6183 sayılı Amme Alacaklarının Tahsil Usulü Hakkında Kanunun; amme alacağının cebren tahsilini ve cebren tahsil ve takip esaslarını düzenleyen ikinci kısım birinci bölümünde yer alan 54’üncü maddesinde, ödeme müddetinde ödenmeyen amme alacağının tahsil dairesince cebren tahsil edileceği kurala bağlandıktan sonra, amme borçlusu tahsil dairesine teminat göstermişse, teminatın paraya çevrilmesi ya da kefilin takibi suretiyle cebren tahsilat yapılacağı hükmüne yer verilmiş, 56’ncı madde ile de, karşılığında teminat gösterilmiş bulunan amme alacağının bildirime rağmen ödenmemesi halinde, teminatın bu kanun hükümlerine göre paraya çevrilerek amme alacağının tahsili öngörülmüştür. Yasanın 70’inci maddesinde ise haczedilemeyecek mallarla ilgili düzenleme yapılarak 11’inci bent hükmü ile, borçlunun haline münasip evinin, ancak evinin değeri fazla ise bedelinden haline münasip bir yer alınabilecek miktarı borçluya bırakılmak üzere haczedilebileceği kurala bağlanmıştır.
… Noterince düzenlenen 10.5.2002 tarih ve 4848 numaralı kefalet senedi ile …’a ait 15.000 lira vergi borcu ve bu borçtan doğan gecikme zammını, müşterek borçlu ve müteselsil kefil sıfatıyla ödemeyi taahhüt eden davacının teminat olarak gösterdiği gayrimenkule vergi borçlarının ödenmemesi nedeniyle uygulanan haciz, 6183 sayılı Yasanın 70’inci maddesinin 11’inci bendi kapsamına giren gayrimenkulün haczedilemeyeceği iddiasıyla dava konusu edilmiş ve vergi mahkemesince de değinilen kurala dayanılarak haczin kaldırılmasına karar verilmiştir.
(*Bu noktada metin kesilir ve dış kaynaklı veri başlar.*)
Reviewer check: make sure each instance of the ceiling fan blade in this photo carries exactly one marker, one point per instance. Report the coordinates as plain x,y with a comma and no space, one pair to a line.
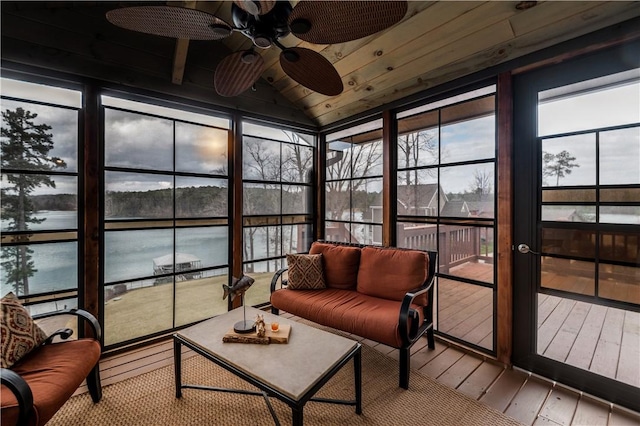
170,21
312,70
237,72
256,7
329,22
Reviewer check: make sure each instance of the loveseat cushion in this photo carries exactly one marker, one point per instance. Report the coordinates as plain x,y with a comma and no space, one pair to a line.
53,372
340,264
390,273
347,310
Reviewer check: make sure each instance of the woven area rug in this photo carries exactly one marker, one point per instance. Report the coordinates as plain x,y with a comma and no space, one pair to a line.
149,399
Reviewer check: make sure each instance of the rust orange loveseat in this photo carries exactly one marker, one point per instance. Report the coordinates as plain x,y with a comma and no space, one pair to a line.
381,294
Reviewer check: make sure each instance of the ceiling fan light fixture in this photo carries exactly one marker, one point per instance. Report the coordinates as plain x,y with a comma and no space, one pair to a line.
249,57
291,55
262,41
253,7
300,26
221,31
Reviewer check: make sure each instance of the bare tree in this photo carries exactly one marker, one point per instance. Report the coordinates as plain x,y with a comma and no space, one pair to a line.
482,183
264,165
558,165
358,161
413,148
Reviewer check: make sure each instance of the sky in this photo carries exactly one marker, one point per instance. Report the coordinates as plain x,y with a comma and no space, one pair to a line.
145,141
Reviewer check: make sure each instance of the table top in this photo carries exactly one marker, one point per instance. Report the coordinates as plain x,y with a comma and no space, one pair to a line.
292,368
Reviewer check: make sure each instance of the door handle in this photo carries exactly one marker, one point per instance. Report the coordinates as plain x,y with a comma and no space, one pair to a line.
524,249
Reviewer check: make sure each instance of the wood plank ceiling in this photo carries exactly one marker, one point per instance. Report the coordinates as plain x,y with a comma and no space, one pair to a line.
436,42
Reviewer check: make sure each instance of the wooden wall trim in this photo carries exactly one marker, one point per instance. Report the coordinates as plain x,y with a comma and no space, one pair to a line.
90,198
235,203
504,217
321,178
389,180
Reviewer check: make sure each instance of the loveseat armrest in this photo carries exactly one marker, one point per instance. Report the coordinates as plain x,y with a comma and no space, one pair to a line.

Ancak söz konusu taşınmaz, asıl borçlunun, mal bildiriminde gösterdiği veya tahsil dairesince tespit edilen bir taşınmaz olmayıp, aksine kefalet senedine istinaden rızaen teminat olarak gösterilen ve borcun ödenmemesi halinde haczedilebileceği baştan kabul edilen bir taşınmaz olup borçlunun iradesi dışında cebren uygulanan hacze karşı ileri sürülebilecek olan haczedilemezlik iddiası olayda dikkate alınamayacağından, vergi mahkemesince 6183 sayılı Yasanın 70’inci maddesinin 11’inci bendi uyarıncahaczin kaldırılmasına karar verilmesi hukuka uygun düşmediğinden kararın bozulması gerekmiştir.
Açıklanan nedenlerle temyiz isteminin kabulüne, … Vergi Mahkemesinin … gün ve E:…, K:… sayılı kararının bozulmasına, 492 sayılı Harçlar Kanununun 13’üncü maddesinin (j) bendi parantez içi hükmü uyarınca alınması gereken harç dahil olmak üzere yargılama giderlerinin yeniden verilecek kararda karşılanması gerektiğine, 18.12.2008 gününde oybirliğiyle karar verildi.